Son parcours est étonnant. Suite à un plan de départ volontaire…
Son parcours est étonnant. Suite à un plan de départ volontaire d’une grande compagnie française aérienne, elle décide en 2015 de quitter son métier d’agent naviguant pour se consacrer à sa passion, la couture. Pendant de nombreuses années, elle a pioché ses sources d’inspiration artisanales dans tous les pays du monde visités. De retour au sol, elle suit une formation continue à l’École de la Chambre syndicale de la couture parisienne, mais elle n’est pas entièrement satisfaite. « Je voulais apprendre quelque chose que je ne savais pas faire. » C’est ainsi qu’elle découvre le métier dit « tapissier en siège ».
Palmier d’Indonésie
C’est aux côtés de Denis Guérin, installé à Aytré en Charente-Maritime, incontournable maître artisan d’art français spécialisé en cannage et paillage, qu’elle se forme et développe sa nouvelle voie. Le métier de canneur est devenu extrêmement rare. Quelques gens du voyage transmettent encore leurs gestes aux jeunes générations, mais cela reste dans la culture de leur communauté. D’influence anglaise, c’est au XVIIIe siècle qu’en France, les meilleurs artisans firent connaître cet art. On trouve encore de nos jours de nombreux sièges cannés dans les familles bordelaises. Les lanières utilisées sont celles d’un palmier provenant d’Indonésie. Agnès Marmisse est très consciente des problèmes que pose l’utilisation de telles ressources naturelles fragiles et lointaines.
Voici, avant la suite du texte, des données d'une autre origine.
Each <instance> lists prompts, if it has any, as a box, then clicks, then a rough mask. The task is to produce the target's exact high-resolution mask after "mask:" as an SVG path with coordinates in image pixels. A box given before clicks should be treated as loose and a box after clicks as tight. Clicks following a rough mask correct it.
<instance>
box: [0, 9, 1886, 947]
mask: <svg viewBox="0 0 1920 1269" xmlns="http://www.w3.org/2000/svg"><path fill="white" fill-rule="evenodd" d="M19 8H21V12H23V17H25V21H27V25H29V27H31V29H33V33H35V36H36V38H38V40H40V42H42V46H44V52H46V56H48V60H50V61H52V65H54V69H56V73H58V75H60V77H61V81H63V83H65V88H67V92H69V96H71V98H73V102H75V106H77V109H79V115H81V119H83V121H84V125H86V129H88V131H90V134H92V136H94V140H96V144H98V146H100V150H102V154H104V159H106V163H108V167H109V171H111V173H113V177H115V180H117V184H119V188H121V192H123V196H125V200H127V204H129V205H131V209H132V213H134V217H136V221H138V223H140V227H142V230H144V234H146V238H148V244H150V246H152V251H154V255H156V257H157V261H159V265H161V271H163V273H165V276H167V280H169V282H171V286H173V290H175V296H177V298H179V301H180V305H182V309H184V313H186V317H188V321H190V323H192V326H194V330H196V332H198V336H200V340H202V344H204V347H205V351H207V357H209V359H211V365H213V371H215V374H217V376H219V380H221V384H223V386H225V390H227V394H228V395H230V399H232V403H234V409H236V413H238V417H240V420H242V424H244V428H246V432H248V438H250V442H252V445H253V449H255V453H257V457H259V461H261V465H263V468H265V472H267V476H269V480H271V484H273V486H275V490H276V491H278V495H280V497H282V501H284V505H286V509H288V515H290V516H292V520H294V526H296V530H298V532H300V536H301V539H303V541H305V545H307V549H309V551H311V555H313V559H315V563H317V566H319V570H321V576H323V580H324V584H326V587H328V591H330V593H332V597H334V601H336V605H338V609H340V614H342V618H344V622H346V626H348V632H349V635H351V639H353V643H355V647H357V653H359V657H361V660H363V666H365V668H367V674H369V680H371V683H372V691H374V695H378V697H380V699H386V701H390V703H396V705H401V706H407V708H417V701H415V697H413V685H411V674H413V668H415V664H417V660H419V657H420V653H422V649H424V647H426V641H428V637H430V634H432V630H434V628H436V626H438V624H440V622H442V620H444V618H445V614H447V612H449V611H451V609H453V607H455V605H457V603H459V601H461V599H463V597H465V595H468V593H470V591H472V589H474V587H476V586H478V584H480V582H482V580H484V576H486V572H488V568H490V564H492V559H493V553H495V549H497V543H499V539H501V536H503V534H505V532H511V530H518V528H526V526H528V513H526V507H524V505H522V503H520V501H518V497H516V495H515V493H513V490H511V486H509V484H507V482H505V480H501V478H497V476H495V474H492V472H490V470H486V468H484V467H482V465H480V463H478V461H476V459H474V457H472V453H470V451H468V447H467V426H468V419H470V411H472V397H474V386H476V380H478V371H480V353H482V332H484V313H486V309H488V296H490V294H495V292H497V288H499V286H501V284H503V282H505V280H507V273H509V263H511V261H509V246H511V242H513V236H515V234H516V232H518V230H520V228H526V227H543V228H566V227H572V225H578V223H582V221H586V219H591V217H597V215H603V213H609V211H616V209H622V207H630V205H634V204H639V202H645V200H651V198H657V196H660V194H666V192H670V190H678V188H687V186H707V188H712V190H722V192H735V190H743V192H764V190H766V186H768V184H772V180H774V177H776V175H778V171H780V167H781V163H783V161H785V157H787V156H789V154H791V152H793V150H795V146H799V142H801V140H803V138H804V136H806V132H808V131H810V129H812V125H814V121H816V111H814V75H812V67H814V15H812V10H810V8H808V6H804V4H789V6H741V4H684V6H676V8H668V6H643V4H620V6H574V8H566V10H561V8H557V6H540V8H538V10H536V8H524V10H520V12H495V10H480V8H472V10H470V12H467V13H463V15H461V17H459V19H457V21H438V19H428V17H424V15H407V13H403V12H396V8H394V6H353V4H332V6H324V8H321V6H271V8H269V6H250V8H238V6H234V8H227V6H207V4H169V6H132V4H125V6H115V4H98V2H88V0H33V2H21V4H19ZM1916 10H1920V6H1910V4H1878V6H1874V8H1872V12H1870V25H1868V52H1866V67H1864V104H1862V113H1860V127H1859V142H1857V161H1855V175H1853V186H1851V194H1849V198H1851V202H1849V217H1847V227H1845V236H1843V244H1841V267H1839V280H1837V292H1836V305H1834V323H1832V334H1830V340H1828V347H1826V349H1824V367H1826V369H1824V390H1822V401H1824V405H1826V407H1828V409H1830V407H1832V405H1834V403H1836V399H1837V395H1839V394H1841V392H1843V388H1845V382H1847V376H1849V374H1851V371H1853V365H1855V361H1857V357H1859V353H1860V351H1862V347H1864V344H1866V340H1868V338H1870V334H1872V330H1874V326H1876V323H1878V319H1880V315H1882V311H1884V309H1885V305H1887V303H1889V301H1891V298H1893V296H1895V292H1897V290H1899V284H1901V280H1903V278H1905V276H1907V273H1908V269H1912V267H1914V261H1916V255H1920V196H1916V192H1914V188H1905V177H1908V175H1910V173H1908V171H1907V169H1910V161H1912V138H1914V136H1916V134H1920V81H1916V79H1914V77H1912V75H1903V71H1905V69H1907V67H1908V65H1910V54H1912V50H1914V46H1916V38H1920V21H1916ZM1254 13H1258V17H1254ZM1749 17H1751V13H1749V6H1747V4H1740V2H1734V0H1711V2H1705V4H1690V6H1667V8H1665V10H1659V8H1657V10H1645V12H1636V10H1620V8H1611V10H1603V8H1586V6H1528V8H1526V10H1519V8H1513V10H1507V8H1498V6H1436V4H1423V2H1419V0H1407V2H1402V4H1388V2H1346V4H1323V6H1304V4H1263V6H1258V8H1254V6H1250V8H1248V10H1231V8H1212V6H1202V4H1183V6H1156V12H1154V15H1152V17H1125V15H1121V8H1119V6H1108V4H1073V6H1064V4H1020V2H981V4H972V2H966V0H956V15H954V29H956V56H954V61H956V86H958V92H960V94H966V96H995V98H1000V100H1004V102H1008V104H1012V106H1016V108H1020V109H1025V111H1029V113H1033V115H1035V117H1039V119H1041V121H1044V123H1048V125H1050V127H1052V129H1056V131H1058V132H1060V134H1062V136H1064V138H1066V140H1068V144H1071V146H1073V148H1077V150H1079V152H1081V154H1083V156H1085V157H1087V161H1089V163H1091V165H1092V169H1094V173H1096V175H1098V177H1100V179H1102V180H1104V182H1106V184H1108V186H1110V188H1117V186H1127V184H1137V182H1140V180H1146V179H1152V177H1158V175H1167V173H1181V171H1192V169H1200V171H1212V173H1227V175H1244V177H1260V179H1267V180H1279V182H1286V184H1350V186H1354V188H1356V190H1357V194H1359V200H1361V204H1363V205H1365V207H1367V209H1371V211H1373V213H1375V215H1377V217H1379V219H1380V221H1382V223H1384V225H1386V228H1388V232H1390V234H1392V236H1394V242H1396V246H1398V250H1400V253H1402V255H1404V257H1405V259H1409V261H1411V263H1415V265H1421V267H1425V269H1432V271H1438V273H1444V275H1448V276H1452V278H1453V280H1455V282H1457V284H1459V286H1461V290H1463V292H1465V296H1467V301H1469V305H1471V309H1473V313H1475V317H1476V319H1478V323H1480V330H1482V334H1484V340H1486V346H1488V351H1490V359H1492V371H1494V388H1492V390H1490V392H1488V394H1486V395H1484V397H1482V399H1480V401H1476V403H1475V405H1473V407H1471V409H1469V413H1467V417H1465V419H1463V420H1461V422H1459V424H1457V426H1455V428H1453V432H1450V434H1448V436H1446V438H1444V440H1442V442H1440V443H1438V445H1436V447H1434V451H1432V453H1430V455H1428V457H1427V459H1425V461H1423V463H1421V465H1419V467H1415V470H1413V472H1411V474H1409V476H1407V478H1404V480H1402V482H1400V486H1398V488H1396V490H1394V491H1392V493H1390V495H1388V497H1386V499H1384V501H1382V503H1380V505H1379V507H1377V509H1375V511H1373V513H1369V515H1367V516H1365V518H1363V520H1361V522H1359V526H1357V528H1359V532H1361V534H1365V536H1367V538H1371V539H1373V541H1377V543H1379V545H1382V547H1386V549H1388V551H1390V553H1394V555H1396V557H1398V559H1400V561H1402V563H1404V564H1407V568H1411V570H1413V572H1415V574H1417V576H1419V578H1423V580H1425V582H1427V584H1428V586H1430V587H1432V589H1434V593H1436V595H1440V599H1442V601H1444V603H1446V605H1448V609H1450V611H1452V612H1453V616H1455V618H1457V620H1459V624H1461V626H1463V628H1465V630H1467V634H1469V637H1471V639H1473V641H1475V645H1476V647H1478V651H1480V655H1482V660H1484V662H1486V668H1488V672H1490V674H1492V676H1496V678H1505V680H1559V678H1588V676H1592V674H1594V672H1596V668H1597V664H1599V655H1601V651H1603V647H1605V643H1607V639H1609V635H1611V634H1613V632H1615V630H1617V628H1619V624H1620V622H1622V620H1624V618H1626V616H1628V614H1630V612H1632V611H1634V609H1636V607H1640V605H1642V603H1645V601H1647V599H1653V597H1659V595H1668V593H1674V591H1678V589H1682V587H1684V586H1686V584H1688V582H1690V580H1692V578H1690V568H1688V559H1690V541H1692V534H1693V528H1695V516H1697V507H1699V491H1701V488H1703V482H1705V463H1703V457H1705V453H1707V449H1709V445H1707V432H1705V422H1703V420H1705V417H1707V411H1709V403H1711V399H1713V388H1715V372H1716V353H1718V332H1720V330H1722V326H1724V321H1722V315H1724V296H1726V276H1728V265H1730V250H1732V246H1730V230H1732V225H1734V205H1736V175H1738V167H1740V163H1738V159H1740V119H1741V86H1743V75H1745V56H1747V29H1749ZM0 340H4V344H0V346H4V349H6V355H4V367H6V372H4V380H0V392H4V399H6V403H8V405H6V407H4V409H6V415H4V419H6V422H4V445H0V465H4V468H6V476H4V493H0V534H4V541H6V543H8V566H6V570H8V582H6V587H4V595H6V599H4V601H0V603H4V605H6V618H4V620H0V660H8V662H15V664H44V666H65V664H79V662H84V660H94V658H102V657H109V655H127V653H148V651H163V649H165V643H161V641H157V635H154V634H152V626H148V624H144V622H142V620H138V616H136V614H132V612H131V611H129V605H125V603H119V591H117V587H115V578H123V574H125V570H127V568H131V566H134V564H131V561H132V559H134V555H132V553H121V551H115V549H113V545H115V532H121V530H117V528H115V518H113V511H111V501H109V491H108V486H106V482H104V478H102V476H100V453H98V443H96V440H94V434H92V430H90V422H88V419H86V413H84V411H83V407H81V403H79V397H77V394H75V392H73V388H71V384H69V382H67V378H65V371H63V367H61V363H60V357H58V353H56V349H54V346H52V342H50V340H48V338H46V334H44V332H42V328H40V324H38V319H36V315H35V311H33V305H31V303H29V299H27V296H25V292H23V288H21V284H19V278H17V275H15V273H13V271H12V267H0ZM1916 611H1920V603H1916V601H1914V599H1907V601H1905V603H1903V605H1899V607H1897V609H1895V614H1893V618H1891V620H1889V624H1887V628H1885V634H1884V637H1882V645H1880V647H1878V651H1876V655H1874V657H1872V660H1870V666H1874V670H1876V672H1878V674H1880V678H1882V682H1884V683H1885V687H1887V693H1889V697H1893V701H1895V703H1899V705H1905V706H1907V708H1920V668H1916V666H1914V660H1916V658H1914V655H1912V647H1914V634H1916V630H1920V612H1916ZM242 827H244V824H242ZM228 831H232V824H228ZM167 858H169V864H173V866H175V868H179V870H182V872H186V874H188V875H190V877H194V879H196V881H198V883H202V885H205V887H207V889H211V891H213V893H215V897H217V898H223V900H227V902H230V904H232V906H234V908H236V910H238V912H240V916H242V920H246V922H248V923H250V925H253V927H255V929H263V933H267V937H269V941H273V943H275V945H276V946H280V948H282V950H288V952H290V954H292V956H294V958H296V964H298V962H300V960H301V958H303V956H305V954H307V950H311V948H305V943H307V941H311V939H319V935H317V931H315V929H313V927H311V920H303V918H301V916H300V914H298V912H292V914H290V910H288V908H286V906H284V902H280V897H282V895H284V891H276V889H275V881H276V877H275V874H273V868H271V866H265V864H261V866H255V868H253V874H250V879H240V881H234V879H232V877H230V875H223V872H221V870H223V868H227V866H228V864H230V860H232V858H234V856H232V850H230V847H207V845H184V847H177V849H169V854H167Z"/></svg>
En 2018, elle ouvre un atelier à Bègles. Ainsi, avec Denis Guérin, ils se trouvent les deux seuls sur la place régionale voire nationale. En 2023, en suivant des cours généraux de tapisserie en siège à la Philomathique de Bordeaux, elle découvre que l’art du cannage n’existe pas et propose ses services. « Au vu des difficultés de réalisation, l’art du cannage s’accorde très mal avec le loisir. La transmission et son modèle économique ne peuvent passer que par des professionnels », précise Agnès Marmisse.